Mexico’s priority at the talks is to find a way to reduce the astronomical levels of violence that have swept the country since the inception of the Mérida Initiative. In 2008, 12.6 murders were recorded for every 100,000 people in Mexico; by 2018, that number had soared to 29, according to World Bank data.

“The Mexicans want to say we ended this thing, we ended this thing that kicked off a very violent chapter for Mexico,” said Carin Zissis, editor-in-chief of the Americas Society and Council of the Americas.

The violence is the result of two factors, analysts believe: the Mérida Initiative’s focus on all-out war with drug gangs and lax gun laws in the United States that have led to thousands of weapons being smuggled into Mexico and Central America each year.

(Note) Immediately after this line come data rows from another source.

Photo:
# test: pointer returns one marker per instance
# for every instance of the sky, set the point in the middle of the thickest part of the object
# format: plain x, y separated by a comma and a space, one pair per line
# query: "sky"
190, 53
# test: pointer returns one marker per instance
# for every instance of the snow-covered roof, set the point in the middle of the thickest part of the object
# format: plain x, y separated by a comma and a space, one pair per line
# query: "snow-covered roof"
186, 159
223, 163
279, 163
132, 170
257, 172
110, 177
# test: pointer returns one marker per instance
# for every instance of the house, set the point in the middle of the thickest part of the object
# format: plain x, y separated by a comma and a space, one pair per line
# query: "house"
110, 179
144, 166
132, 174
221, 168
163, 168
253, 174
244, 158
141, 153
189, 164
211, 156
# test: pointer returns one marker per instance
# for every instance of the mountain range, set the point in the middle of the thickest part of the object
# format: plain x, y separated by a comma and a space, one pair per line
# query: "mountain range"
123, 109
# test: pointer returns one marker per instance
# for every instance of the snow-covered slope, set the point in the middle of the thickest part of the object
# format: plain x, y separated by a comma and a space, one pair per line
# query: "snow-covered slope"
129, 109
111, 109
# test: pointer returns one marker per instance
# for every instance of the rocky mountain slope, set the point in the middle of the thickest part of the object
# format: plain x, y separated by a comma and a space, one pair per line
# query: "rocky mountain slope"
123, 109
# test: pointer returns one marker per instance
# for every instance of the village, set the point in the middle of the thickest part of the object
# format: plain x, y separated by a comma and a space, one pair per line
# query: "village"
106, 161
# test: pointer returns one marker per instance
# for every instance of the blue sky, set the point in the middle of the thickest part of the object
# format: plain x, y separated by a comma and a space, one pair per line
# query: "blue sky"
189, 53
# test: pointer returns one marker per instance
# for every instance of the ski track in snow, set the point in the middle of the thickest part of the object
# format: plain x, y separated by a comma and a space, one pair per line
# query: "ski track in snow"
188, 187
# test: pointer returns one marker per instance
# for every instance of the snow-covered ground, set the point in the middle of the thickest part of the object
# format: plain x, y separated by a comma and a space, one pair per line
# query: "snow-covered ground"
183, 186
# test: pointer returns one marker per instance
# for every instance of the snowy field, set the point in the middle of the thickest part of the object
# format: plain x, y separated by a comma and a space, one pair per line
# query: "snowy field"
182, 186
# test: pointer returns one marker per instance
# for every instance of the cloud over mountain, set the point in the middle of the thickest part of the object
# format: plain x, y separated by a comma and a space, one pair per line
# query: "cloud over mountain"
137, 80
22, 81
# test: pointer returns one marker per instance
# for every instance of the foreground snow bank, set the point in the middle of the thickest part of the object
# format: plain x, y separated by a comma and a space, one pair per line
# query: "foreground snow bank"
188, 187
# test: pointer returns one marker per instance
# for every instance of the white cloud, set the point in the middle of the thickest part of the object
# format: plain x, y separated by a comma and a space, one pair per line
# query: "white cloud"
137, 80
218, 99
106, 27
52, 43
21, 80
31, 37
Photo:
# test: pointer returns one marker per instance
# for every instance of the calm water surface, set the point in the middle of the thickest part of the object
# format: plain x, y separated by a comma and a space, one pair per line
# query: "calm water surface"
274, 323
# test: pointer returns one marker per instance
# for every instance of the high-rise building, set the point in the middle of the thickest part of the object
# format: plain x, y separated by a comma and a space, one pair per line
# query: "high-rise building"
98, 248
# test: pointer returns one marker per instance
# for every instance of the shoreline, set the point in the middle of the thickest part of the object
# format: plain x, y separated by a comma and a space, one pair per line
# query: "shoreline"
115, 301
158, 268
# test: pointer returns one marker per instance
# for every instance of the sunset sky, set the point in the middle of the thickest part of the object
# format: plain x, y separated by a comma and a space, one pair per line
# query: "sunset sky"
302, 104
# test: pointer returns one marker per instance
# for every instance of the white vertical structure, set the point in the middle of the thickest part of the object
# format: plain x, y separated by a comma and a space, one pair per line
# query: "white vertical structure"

During the Obama administration, the United States cut some security funding over concerns about human rights abuses by Mexico’s government. Those concerns have not abated. Last year, the State Department concluded in its annual human rights report that Mexican security forces and other government officials had tortured prisoners, engaged in arbitrary arrests, committed violence against journalists and exploited children for labor.

A sign of how the negotiations are progressing, Zissis said, will be whether agents from the Drug Enforcement Administration are allowed to work in Mexico again. Mexico has withheld visas for DEA agents since the arrest last year of Gen. Salvador Cienfuegos Zepeda in California, a former defense minister, on suspicion of aiding drug traffickers. The arrest set off outrage within the Mexican government, which demanded the general’s extradition and then moved to curb cooperation with the DEA.

Before Friday’s talks, Blinken, Mayorkas and Attorney General Merrick Garland met with Mexico’s president.

“There are other times in history where we distanced ourselves, but there are also things that unite us,” López Obrador said at the presidential palace. “We need to understand each other.”